Der Schlachthof arbeitet mit einer mehrphasigen Kohlendioxid-Betäubungsanlage, die laut VgT in der Theorie als “fortschrittliche Methode” verkauft werde. Die Praxis zeige jedoch systematische Probleme und Tierleid. Containerweise werden die Hühner in die Anlage gekippt, fallen übereinander, einige bleiben an den Klappen hängen. Dem Gas ausgesetzt, schnappen sie panisch nach Luft, schütteln den Kopf und schlagen mit den Flügeln. “Diese Bilder aus der Gasbetäubungsanlage sind schwer zu ertragen und für die Öffentlichkeit vermutlich neu”, so Richter.
Auch Handel in der Pflicht
Wurzer unterstrich die Unterstützung der österreichischen Geflügelwirtschaft für eine marktangepasste Umsetzung der seitens des VgT erhobenen Forderung nach einer “Europäischen Masthuhn-Initiative”. Rund 70 Prozent der damit verbundenen Standards würden aufgrund der österreichischen Bestimmungen im AMA-Gütesiegel und der hierzulande geltenden EU-weit strengsten Haltungsbestimmungen bereits heute erfüllt, die einzige größere Umstellung sei der geforderte Einsatz langsam wachsender Hühnerrassen. “Wir stehen bereit, das Konzept nach Klärung der Praxistauglichkeit, schnellstmöglich umzusetzen, wenn der Handel hier mitmacht”, so Wurzer.
“Über Jahre hat man Fleisch als Lockmittel zur Kundenwerbung eingesetzt, hat mit ‘Extremaktionen’ das Tier und die bäuerliche Arbeit systematisch entwertet”, kritisierte das auch die Initiative Oekoreich. Die Handelskonzerne müssten hier umdenken, forderten sie. “Wenn sie wirklich was ändern wollen, dann sollen sie den Landwirten endlich ordentliche Preise zahlen und aufhören, den Kunden einzureden, dass sie ein Kilogramm Hühnerfleisch um drei Euro kaufen sollen.
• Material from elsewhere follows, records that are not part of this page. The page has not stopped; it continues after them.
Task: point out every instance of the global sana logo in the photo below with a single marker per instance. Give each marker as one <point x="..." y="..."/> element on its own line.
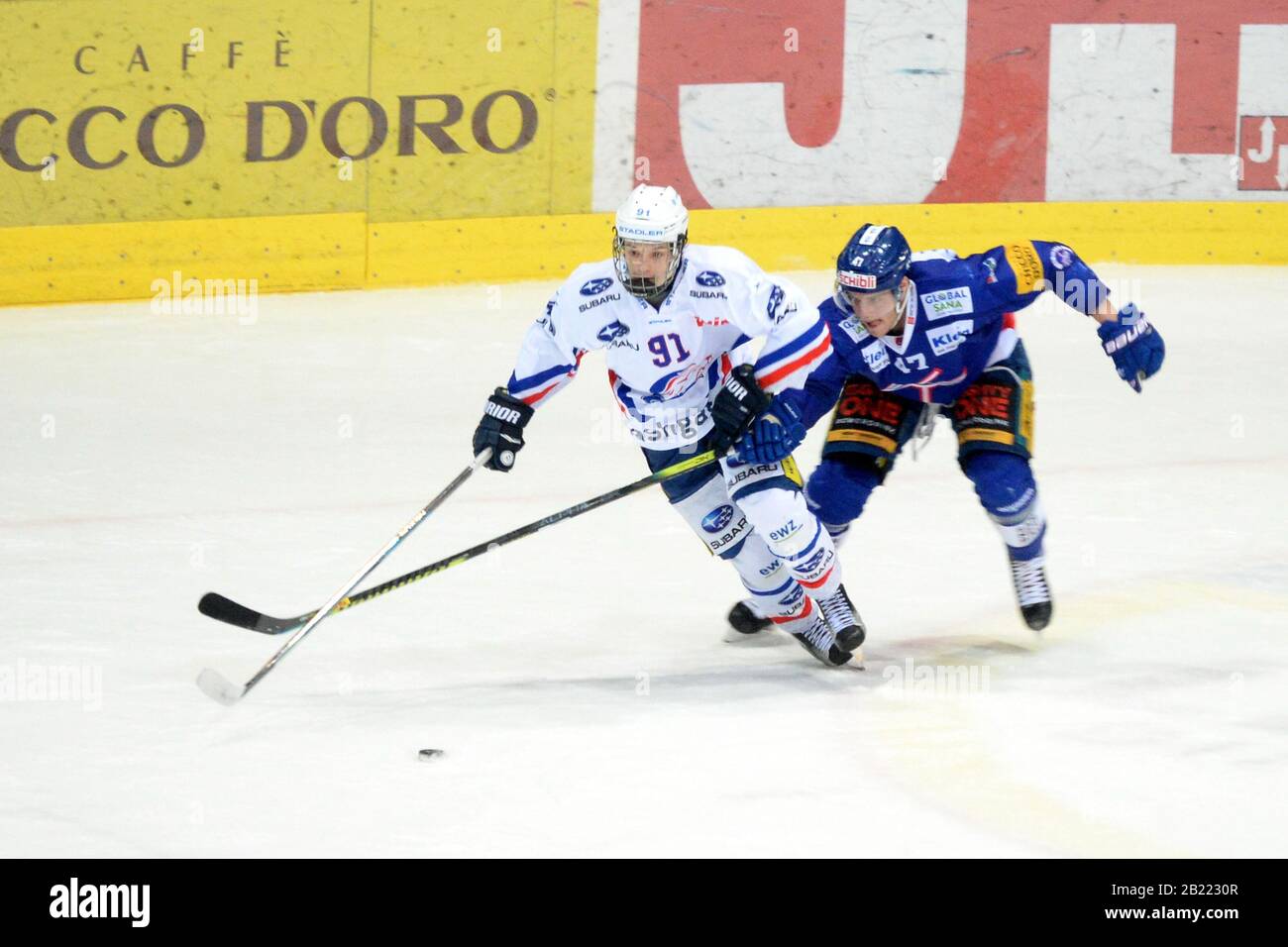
<point x="717" y="518"/>
<point x="592" y="287"/>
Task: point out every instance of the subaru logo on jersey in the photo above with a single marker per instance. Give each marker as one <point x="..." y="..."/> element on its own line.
<point x="943" y="303"/>
<point x="612" y="331"/>
<point x="717" y="518"/>
<point x="944" y="341"/>
<point x="592" y="287"/>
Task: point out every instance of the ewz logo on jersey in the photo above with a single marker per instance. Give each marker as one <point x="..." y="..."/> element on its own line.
<point x="717" y="518"/>
<point x="785" y="531"/>
<point x="592" y="287"/>
<point x="613" y="331"/>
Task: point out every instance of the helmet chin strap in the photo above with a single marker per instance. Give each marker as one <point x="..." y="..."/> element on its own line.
<point x="902" y="298"/>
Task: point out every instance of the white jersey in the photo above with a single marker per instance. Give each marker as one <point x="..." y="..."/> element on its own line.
<point x="665" y="365"/>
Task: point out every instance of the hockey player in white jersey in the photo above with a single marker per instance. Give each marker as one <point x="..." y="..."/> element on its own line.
<point x="678" y="325"/>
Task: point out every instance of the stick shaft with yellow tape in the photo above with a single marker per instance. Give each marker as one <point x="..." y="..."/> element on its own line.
<point x="219" y="688"/>
<point x="220" y="608"/>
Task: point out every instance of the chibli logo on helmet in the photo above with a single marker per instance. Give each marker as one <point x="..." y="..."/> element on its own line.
<point x="857" y="281"/>
<point x="717" y="518"/>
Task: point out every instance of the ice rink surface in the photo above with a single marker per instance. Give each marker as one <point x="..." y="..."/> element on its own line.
<point x="579" y="681"/>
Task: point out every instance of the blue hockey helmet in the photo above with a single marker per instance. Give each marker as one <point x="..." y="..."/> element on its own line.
<point x="874" y="261"/>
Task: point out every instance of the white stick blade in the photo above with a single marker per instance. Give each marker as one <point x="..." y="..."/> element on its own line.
<point x="217" y="686"/>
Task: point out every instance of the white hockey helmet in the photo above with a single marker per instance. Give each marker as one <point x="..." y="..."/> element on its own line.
<point x="651" y="215"/>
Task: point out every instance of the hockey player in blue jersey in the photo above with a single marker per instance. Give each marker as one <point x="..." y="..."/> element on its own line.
<point x="678" y="326"/>
<point x="917" y="334"/>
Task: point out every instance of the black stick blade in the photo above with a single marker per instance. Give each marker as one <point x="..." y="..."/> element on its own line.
<point x="215" y="605"/>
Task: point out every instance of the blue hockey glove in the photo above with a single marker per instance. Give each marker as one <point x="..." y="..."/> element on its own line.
<point x="1133" y="344"/>
<point x="772" y="436"/>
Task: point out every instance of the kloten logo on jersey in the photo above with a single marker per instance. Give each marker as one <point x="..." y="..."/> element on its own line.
<point x="592" y="287"/>
<point x="717" y="518"/>
<point x="951" y="337"/>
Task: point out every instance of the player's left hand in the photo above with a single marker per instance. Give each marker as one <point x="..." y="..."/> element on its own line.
<point x="773" y="436"/>
<point x="735" y="406"/>
<point x="1133" y="344"/>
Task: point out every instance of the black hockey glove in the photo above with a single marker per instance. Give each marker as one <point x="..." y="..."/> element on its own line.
<point x="501" y="429"/>
<point x="735" y="406"/>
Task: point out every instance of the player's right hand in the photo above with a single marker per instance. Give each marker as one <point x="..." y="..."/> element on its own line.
<point x="773" y="436"/>
<point x="1134" y="346"/>
<point x="501" y="429"/>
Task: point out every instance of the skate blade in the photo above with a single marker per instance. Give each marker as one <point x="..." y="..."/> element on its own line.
<point x="765" y="637"/>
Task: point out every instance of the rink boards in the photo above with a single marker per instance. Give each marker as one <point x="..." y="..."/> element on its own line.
<point x="329" y="252"/>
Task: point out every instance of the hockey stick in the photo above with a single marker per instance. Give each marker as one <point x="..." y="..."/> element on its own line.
<point x="220" y="608"/>
<point x="219" y="688"/>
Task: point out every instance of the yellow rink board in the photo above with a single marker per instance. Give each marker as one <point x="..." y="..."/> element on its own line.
<point x="320" y="252"/>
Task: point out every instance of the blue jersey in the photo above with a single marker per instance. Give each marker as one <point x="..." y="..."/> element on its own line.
<point x="957" y="309"/>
Das wäre tatsächlich ein konkreter Beitrag”, so Sebastian Bohrn Mena von der Initiative, Nachfolgerin des Tierschutzvolksbegehrens. “Dubiose, oftmals selbstverliehene Siegel sind hingegen nichts weiter als billige Show. Der Handel muss endlich seiner Verantwortung nachkommen und aufhören, weiter Öl ins Feuer zu gießen, nur um sich anschließend als Löschender zu inszenieren.”